De vijf verkeersgedragtherapeuten van RaNed kruipen regelmatig met beroepschauffeurs in de vrachtwagencabine, de personenauto of stappen met hen op de fiets. „Wij proberen eerst in gesprekken de mensen zover te krijgen. We laten ze bewust worden van hun rijgedrag, bijvoorbeeld door te vragen: Wat doe je eerst, de koppeling indrukken of je hand naar de versnellingspook brengen? Door ze zich van dit soort gebruiken bewust te maken, hopen we dat ze tijdens het rijden niet op hun dwanggedachten komen of die kunnen wegzetten. Als dat eerste toch gebeurt, pakken we een kop koffie en bespreken ze.”
De hulp gaat ver, aldus Van Noort. Die varieert van het bezoeken van de begrafenis van het slachtoffer, bemiddeling in contact tussen veroorzaker en slachtoffer of nabestaanden, tot en met hulp bij de rechtszaken en nazorg. Er hangt een stevig prijskaartje aan, voor een cliënt met fobieklachten tot zo’n 2000 euro. Bij traumabegeleiding vallen de kosten veelal iets hoger uit, vanwege extra sessies en de begeleiding op locatie. „Daar staat tegenover dat beperking van het ziek-zijn ook een behoorlijke besparing oplevert.”
Geen verdachte
Slachtofferhulp Nederland (SHN) helpt ook veroorzakers van (dodelijke) ongevallen, vertelt directeur Jaap Smit. „Een veroorzaker is in zekere zin ook slachtoffer. Het moet echter wel volstrekt duidelijk zijn dat de veroorzaker niet wordt verdacht van een strafbaar feit.”

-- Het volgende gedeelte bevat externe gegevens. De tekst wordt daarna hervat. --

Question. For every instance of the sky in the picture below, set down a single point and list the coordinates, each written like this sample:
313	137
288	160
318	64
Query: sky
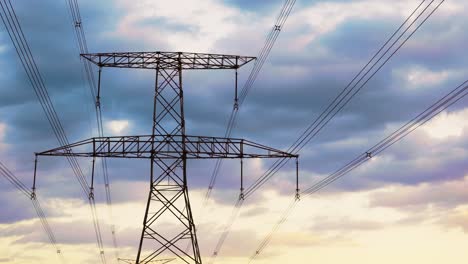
408	205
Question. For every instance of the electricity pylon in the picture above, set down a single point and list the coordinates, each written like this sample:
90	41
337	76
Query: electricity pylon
168	220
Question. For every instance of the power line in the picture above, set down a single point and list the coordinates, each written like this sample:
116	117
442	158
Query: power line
349	91
95	97
263	54
20	186
429	113
13	27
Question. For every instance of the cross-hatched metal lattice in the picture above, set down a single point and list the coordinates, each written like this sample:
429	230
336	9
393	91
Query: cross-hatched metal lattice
168	148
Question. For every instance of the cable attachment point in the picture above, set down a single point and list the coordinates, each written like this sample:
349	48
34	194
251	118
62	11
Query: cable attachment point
298	195
242	195
91	193
33	194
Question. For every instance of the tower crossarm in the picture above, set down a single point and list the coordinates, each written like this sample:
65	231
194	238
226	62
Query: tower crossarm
167	60
167	147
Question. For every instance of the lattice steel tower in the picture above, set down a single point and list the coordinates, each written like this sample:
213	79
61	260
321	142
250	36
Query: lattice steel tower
168	148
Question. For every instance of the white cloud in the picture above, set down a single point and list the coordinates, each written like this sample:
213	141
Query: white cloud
183	25
2	136
117	127
447	125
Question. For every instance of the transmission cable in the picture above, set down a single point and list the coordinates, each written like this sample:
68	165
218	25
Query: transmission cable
75	15
20	186
23	50
258	65
428	114
347	94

In Nederland is dat snel wel het geval. Mensen die roekeloos rijden of zelfs met alcohol of drugs achter het stuur kruipen zijn uitgesloten van de hulp van SHN. Maar ook iemand die bij hard achteruitrijden op een woonerf het spelende kind van de buren aanrijdt, is strafbaar. „Deze chauffeur had voor het wegrijden zich ervan moeten overtuigen dat er geen kinderen in de buurt waren”, aldus Smit. Deze mensen kunnen bij de reguliere hulpverlening worden opgevangen.

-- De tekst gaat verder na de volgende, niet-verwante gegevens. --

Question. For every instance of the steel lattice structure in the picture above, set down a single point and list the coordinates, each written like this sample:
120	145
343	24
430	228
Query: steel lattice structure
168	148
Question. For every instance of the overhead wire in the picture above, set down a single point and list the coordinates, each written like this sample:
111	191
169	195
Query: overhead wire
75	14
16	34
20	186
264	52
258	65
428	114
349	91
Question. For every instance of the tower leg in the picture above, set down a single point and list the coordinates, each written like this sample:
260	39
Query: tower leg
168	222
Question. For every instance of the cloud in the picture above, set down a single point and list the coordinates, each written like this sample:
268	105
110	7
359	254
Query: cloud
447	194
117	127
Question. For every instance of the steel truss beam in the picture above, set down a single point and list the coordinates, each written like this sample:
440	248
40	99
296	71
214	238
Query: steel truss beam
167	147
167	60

Automobilisten die een fietser of voetganger aanrijden, zijn civielrechtelijk gezien altijd aansprakelijk, maar pas strafbaar als ze de wet hebben overtreden. Dus niet als een automobilist bij groen licht optrekt en een fietser aanrijdt die zelf door rood licht rijdt, zoals Smit overkwam.
Jaarlijks begeleidt Slachtofferhulp Nederland zo’n 2400 veroorzakers van verkeersongevallen, ongeveer een tiende van het totaalaantal verkeersslachtoffers dat door de organisatie wordt geholpen.